PT organiza atos em todo Brasil em defesa de Lula
Redação DM
Publicado em 3 de abril de 2018 às 01:41 | Atualizado há 1 ano
O Partido dos Trabalhadores prepara atos em todo o País para defender o direito de Lula ser candidato à presidência da República nestas eleições. O PT de Goiás deliberou a ida de uma caravana de Goiânia e de outras cidades para mobilização que será feita em frente ao Supremo Tribunal Federal na próxima quarta-feira, quando deverá ser votado o habeas corpus do ex-presidente, e, possivelmente, a Corte Suprema deverá avaliar novamente o princípio constitucional da presunção da inocência, inscrito no artigo V da Carta Magna que diz que “ninguém será considerado culpado até que o julgamento transite em julgado”, ou seja, ninguém pode ser preso enquanto houver recursos a instâncias superiores da Justiça, como o Superior Tribunal de Justiça (STJ) e o próprio Supremo.
O deputado federal Rubens Otoni (PT) afirma que “a cruel perseguição ao ex-presidente Lula tem o objetivo de impedir o povo de elegê-lo mais uma vez. Lula foi condenado sem provas, num processo em que sequer existe um crime, da mesma forma como ocorreu no golpe do impeachment da presidente legítima Dilma Rousseff”, frisa.
Segundo a presidente estadual do PT, professora Kátia Maria, “apesar das falsas acusações que sempre sofreu em mais de 40 anos de vida pública, nunca se demonstrou nada de errado na vida de Lula porque ele sempre agiu dentro da lei, antes, durante e depois de ser presidente do Brasil”. Para ela, a condenação de Lula é fruto de uma farsa judicial que vem se desenhando ao longo dos últimos anos em capítulos que se mostram tão ilegítimos quanto antidemocráticos.

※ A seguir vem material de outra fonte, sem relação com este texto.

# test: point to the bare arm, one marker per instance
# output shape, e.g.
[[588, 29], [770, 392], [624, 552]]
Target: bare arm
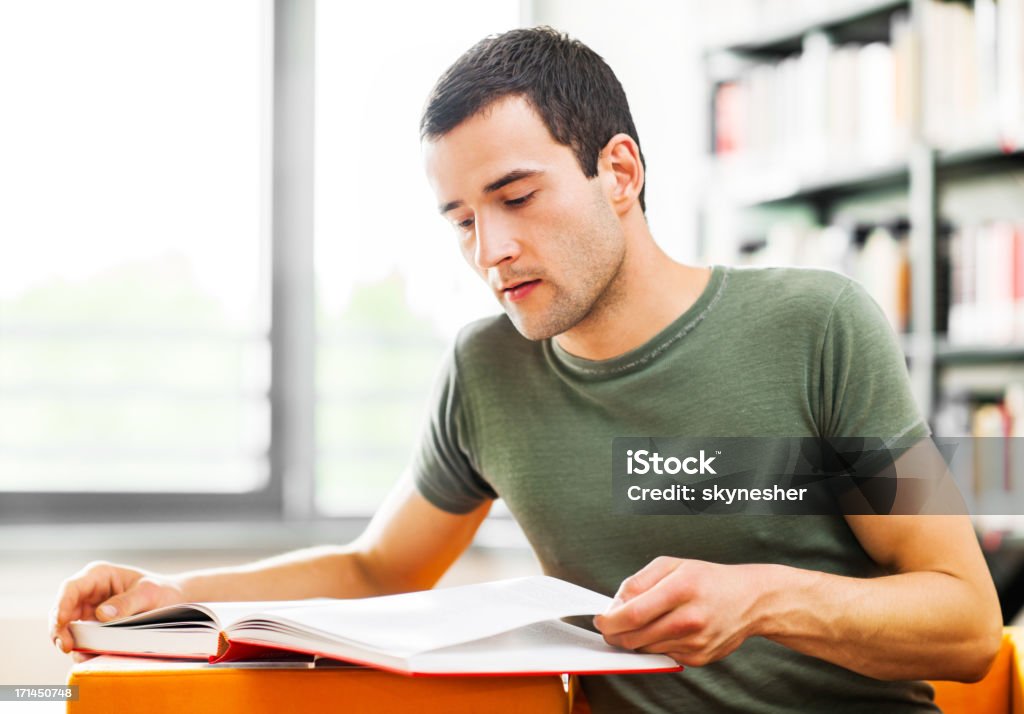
[[408, 545], [935, 617]]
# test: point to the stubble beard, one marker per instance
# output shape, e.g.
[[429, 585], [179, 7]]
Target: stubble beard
[[599, 267]]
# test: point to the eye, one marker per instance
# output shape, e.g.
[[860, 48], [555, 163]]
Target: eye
[[521, 201]]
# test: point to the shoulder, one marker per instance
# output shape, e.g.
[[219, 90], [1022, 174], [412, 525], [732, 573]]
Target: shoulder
[[793, 296], [805, 286]]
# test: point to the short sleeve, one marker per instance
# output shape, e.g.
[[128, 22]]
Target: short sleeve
[[864, 387], [442, 467]]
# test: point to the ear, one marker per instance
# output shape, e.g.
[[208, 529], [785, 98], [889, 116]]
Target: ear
[[622, 172]]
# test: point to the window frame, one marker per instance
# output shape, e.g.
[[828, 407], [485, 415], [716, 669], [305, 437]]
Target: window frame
[[287, 226]]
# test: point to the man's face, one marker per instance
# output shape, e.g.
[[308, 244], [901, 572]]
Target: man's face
[[542, 235]]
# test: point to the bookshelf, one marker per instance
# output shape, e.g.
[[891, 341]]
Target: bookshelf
[[894, 127]]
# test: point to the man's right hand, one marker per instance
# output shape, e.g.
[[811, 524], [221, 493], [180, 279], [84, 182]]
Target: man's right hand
[[105, 591]]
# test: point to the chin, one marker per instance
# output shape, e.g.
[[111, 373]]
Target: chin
[[542, 329]]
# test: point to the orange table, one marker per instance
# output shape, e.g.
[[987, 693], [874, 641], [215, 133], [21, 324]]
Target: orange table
[[110, 683]]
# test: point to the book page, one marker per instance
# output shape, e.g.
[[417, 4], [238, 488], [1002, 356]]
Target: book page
[[550, 646], [416, 622], [221, 615]]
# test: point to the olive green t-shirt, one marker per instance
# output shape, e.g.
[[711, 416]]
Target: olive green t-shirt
[[762, 352]]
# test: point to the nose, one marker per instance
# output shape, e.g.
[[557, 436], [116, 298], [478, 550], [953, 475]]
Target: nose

Para o deputado estadual Luis Cesar Bueno, “defender a liberdade do companheiro Luiz Inácio Lula da Silva e o direito do povo brasileiro de votar naquele que melhor o representa é, neste momento, a principal e mais urgente tarefa do Partido dos Trabalhadores”, assevera.
DEFESA
A defesa do ex-presidente Lula apresentou ontem (2) ao Supremo Tribunal Federal (STF) parecer emitido pelo jurista José Afonso da Silva, professor titular aposentado da Faculdade de Direito da USP, demonstrando que “O princípio ou garantia da presunção de inocência tem a extensão que lhe deu o inc. LVII do art. 5º da Constituição Federal, qual seja, até o trânsito em julgado da sentença condenatória”. “A execução da pena antes disso — prossegue — viola gravemente a Constituição num dos elementos fundamentais do Estado Democrático de Direito, que é um direito individual fundamental”.
Afonso da Silva é o jurista mais citado pelo STF em decisões relativas ao controle abstrato da Constituição Federal. Ele elaborou o Parecer “pro bono” (sem cobrança de honorários) porque, segundo explicou, está exercendo um “dever impostergável” de “defesa da Constituição”. “Afirmei que tenho o ‘dever impostergável’ de defender a Constituição, e essa afirmativa decorre do fato de que trabalhei muito, me empenhei para além mesmo de minhas forças para que ela fosse uma Constituição essencialmente voltada para a garantia da realização efetiva dos direitos humanos fundamentais, confiante em que os Tribunais, especialmente o Tribunal incumbido de sua guarda, soubessem interpretar a formulação normativa desses direitos, segundo a concepção de que seu entendimento há de ser sempre expansivo e nunca restritivo “.